In the general discussion surrounding schooling, there is an abundance of talk around the idea of “school reform” that focuses on raising standards and test-scores. This approach allegedly helps students be “college and career ready” or to help those in poverty climb up the “ladder to the middle class”. This view of reform is driven by the narrative of: study hard, pass the tests, get good grades so that you can go to college, graduate, get a job, make money and buy stuff.
The problem is that the statistics bear out a world where this narrative fails students at both ends (the poor and the rich alike): At one end (in Oklahoma City Public Schools) 35,000 students live at or below the poverty line, 2,000 students are homeless, and 300 children have at least one parent in prison.
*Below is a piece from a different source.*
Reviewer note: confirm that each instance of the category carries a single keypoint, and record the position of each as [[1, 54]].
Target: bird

These statistics only tell half the story.
At the other end, for those in the upper socio-economic brackets, statistics tell a story of hidden despair: children in affluence are at the greatest risk for eating disorders, body dysmorphia, and suicide; upper middle class girls appear three times more likely to suffer from clinical depression than those from other socio-economic groups; students in affluence report significantly higher substance abuse than their inner-city counterparts; and, due to the excessive pressure to achieve, children in affluence manifest higher levels of anxiety, depression and feelings of isolation.1
In other words, with the current reform push of turning failing “poor” schools into “successful” well-funded schools with high test scores does not seem to be the answer. Even if every student achieved at the highest level, schooling would still miss the mark because the over-arching purpose for which we educate has not been addressed. We might have very smart people, but not wise. We would not have addressed what it means to do the very difficult work of choosing virtue, nor would we have discussed what it means to journey toward shaping a more peaceable world.
The challenge is to move beyond school “reform” to spend ourselves on behalf of school “redemption” and to rethink what it means to be well-educated from a Kingdom perspective, asking, “If God were in charge of educating children, what would that look like?” This effort takes into account a variety of school environments: public, private, Christian, higher education, and homeschool initiatives. We are driven by this overarching question: “How do we make the city we live in the best place to raise a child?” One approach to the mission would be to nurture a culture of learning by empowering effective efforts, engaging individual networks and talents, and generating momentum for new initiatives to realize flourishing communities.”
1 Children of the Affluent Challenges to Well-Being Suniya S. Luthar and Shawn J. Latendresse Curr Dir Psychol Sci. 2005 February; 14(1): 49–53.
The Price of Privilege. Madeline Levine. Harper Perennial, 2008
The Culture of Affluence: Psychological Costs of Material Wealth Suniya S. Luthar Child Dev. 2003; 74(6): 1581–1593.